Het Zwarte Water, een rivier als naam en bindende factor voor het geheel van twee steden, een dorp en enkele buurtschappen. Genemuiden, Hasselt, Zwartsluis, Mastenbroek en Kamperzeedijk vormen sinds 2001 de nieuwe gemeente Zwartewaterland. Het verhaal over de geschiedenis van zijn bewoners begint omstreeks 2100 v. Chr. en is onlosmakelijk verbonden met het stroomgebied van het Zwarte Water, de rivier die zich slingerend een weg baant naar wat in vroeger tijden een zee was.
Het Zwarte Water wordt gevoed door een aantal Sallandse weteringen. Bij Genne komt het water van de Vecht erbij, waarna even verderop de rivier via het Zwolse Diep uitmondt in het Zwarte Meer.
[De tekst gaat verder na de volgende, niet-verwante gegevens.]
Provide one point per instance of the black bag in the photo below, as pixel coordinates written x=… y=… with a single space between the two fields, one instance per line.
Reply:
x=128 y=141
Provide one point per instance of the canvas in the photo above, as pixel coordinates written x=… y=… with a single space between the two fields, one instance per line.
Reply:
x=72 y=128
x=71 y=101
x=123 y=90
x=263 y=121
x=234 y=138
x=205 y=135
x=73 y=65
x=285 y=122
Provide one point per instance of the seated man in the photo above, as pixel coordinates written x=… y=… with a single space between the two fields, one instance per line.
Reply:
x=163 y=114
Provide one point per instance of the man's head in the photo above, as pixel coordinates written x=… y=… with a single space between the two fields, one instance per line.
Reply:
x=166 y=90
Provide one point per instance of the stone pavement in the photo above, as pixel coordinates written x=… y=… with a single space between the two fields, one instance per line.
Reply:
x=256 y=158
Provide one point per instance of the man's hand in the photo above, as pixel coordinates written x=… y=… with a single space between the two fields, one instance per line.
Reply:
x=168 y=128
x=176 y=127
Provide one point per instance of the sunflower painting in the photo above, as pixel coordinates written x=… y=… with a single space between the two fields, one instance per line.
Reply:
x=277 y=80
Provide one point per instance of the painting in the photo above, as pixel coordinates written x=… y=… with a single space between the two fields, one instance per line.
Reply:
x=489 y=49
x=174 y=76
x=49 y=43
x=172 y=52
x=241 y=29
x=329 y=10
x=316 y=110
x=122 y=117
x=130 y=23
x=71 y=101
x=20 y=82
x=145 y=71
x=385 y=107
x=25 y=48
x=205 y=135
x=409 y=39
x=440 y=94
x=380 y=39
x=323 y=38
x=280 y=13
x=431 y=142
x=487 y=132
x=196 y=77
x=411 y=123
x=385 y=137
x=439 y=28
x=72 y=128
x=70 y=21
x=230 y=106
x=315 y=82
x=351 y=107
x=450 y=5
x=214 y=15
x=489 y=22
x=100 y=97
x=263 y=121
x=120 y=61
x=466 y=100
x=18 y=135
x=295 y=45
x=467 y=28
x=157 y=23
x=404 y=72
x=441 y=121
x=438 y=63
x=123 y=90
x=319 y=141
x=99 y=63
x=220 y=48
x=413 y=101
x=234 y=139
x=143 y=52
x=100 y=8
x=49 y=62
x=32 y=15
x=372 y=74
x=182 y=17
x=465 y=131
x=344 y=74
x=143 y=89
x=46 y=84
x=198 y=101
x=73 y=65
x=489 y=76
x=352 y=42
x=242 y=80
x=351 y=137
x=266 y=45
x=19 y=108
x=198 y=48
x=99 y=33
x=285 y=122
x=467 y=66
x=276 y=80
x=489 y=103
Eeuwenlang voerde het Zwarte Water, samen met de IJssel, het overtollige regen- en overstromingswater uit de wijde omgeving af. Aan het begin van onze jaartelling mondde het rivierwater nog uit in een merengebied dat de Romeinen Lacus Flevo (Flevomeer) noemden. In de Middeleeuwen stond het bekend als het Almere, mogelijk afgeleid van Aelmere (ael = paling). Deze situatie veranderde drastisch toen in de 12de en 13de eeuw hevige stormen de duinenrij langs de Noordzeekust doorbraken. Het zeewater stroomde het land binnen met als gevolg dat het oorspronkelijke binnenmeer veranderde in een binnenzee.
Een ware woestenij
Wat bewoog mensen om deze delta te bezoeken? Een woestenij was het, die al ver voor onze jaartelling bestond uit moerassen, oerbossen en kreupelhout op een dikke veenlaag, die het water als een spons in zich opnam. Toch bood het stroomgebied mogelijkheden genoeg. De eerste mensen die ongeveer 10.000 jaar geleden de streek bezochten, waren jagers en verzamelaars. Zwervers waren het, die met hun gezinnen op jacht gingen naar wild en vis, of eetbare vruchten en planten verzamelden. Blijvende bewoning was in die tijd bijna uitgesloten omdat het gebied door regenval en overstromingen van de IJssel en het Zwarte Water regelmatig onder water kwam te staan. De eerste vaste bewoners waren boeren en vissers, maar veel zullen het er niet geweest zijn. Ze vestigden zich hier met tussenpozen tijdens de Vroege Bronstijd en de Vroege IJzertijd (omstreeks 2100-600 v. Chr.). Ze bouwden hun eenvoudige hutten en woningen op de lage rivierduinen, die duizenden jaren lang door de wind werden gevormd. De landbouw was in deze vroege periode zeer kleinschalig en gericht op zelfvoorziening. Maar de nabijheid van het Zwarte Water garandeerde vissers ruime vangsten aan palingen, karpers, baarzen, snoeken en andere zoetwatervissen.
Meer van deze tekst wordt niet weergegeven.